Digital identity, privacy and the rule of law

In the twenty-first century the most valuable of all fundamental rights is, in my view, the right to privacy. In a recent tete-a-tete (courtesy of The Times) the Information Commissioner John Edwards and I exchanged ideas in a public disagreement about the effectiveness of the role of the Information Commissioner's Office (ICO), in particular in the context of regulating public bodies and digital IDs.

I believe the ICO has regressed into a regulator which rarely, if ever, issues a penalty that is effective, proportionate and dissuasive. In the vast majority of cases, the ICO takes little to no meaningful action against data breaches caused by public bodies. 

It is now rare for a public body to be fined for losing your personal data, however much injury, harm or upset that breach may cause you. Instead they are most likely to just receive a written reprimand with no threat of further action. In his response to my challenge, Mr Edwards suggested that the ICO was helping to deliver better results by implementing positive changes across government which prevent mistakes before they lead to fines. I think the evidence for this claim is dubious and debatable at best – a debate which will have to wait for another day.

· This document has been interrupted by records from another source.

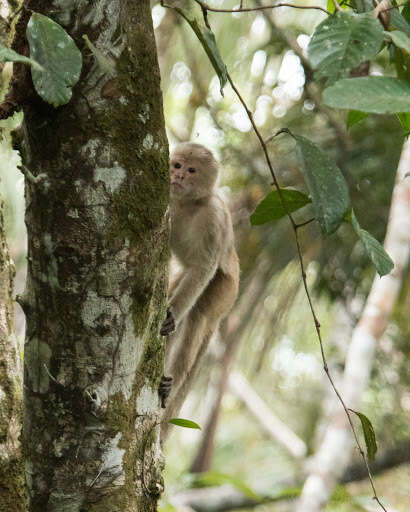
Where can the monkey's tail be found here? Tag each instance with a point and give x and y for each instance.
(179, 394)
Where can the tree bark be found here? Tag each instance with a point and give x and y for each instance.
(335, 451)
(97, 269)
(11, 465)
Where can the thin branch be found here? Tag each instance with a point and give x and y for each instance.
(297, 241)
(207, 7)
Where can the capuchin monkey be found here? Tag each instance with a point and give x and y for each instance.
(205, 288)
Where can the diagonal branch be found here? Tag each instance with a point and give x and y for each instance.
(207, 7)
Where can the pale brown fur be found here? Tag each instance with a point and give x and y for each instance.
(204, 291)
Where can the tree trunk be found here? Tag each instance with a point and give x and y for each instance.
(335, 451)
(11, 466)
(97, 270)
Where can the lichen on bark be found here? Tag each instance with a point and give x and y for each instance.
(97, 270)
(11, 463)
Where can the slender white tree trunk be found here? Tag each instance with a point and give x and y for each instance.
(335, 451)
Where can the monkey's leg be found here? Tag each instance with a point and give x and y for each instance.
(168, 326)
(164, 389)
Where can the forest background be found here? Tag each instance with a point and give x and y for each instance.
(269, 338)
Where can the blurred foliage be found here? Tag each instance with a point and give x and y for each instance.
(278, 350)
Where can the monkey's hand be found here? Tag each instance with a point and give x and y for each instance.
(164, 389)
(168, 327)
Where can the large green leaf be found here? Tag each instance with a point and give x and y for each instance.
(9, 55)
(215, 478)
(369, 435)
(404, 118)
(406, 12)
(327, 186)
(207, 39)
(381, 260)
(398, 21)
(400, 39)
(271, 208)
(181, 422)
(341, 42)
(56, 52)
(374, 94)
(354, 117)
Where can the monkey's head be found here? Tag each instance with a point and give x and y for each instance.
(193, 171)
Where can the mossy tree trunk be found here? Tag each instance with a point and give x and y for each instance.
(97, 269)
(11, 466)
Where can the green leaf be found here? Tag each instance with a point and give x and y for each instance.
(180, 422)
(354, 117)
(369, 435)
(56, 52)
(341, 42)
(398, 21)
(326, 184)
(207, 39)
(270, 208)
(404, 118)
(406, 12)
(9, 55)
(331, 6)
(214, 478)
(381, 260)
(400, 39)
(373, 94)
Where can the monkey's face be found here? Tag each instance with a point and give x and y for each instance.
(193, 172)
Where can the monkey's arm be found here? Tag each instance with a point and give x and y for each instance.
(190, 288)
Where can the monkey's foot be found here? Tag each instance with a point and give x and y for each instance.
(164, 389)
(168, 327)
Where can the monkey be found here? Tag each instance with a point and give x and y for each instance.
(205, 289)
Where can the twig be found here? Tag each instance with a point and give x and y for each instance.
(207, 7)
(297, 241)
(303, 272)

The foundation of all fundamental rights is a belief in the rule of law. In this context, where data protection (and other) laws are broken vis-à-vis your digital ID, the rule of law means that you believe digital IDs can be safely administered by the government and you need to be sure that the law will be upheld and that wrongdoers will be punished should the laws be broken. Here is the problem: however clearly articulated and well-drafted those laws are, they are meaningless if they are breached without fear of enforcement, without remedy or redress to victims. The first fly in the digital ID ointment is the ineffectiveness of the ICO.

The Legal Perspective

Some in favour of digital IDs will rightly point out that the right to privacy is not unfettered. It exists in a regime where nation states are permitted to interfere with that right only where necessary in a democratic society. The government’s primary aim for the digital ID card is to prevent illegal immigration, particularly via small boats crossing the English channel. I suggest that the government has failed to make the case that digital IDs are necessary to achieve the stated aim. Other options are available, but they are not politically expedient. The British public will need to make up their mind about the effectiveness of any digital ID scheme to prevent this activity. Perhaps the most authoritative moral argument I have encountered is, quite simply, that those who are willing to break the law (for whatever reason) to cross the channel in small boats and arrive in the UK having risked life and limb are not likely to be perturbed by a further administrative restriction in the form of a digital ID. And therein lies the second fly in the ointment: the digital ID is not necessary in law nor effective in tackling the government’s objective.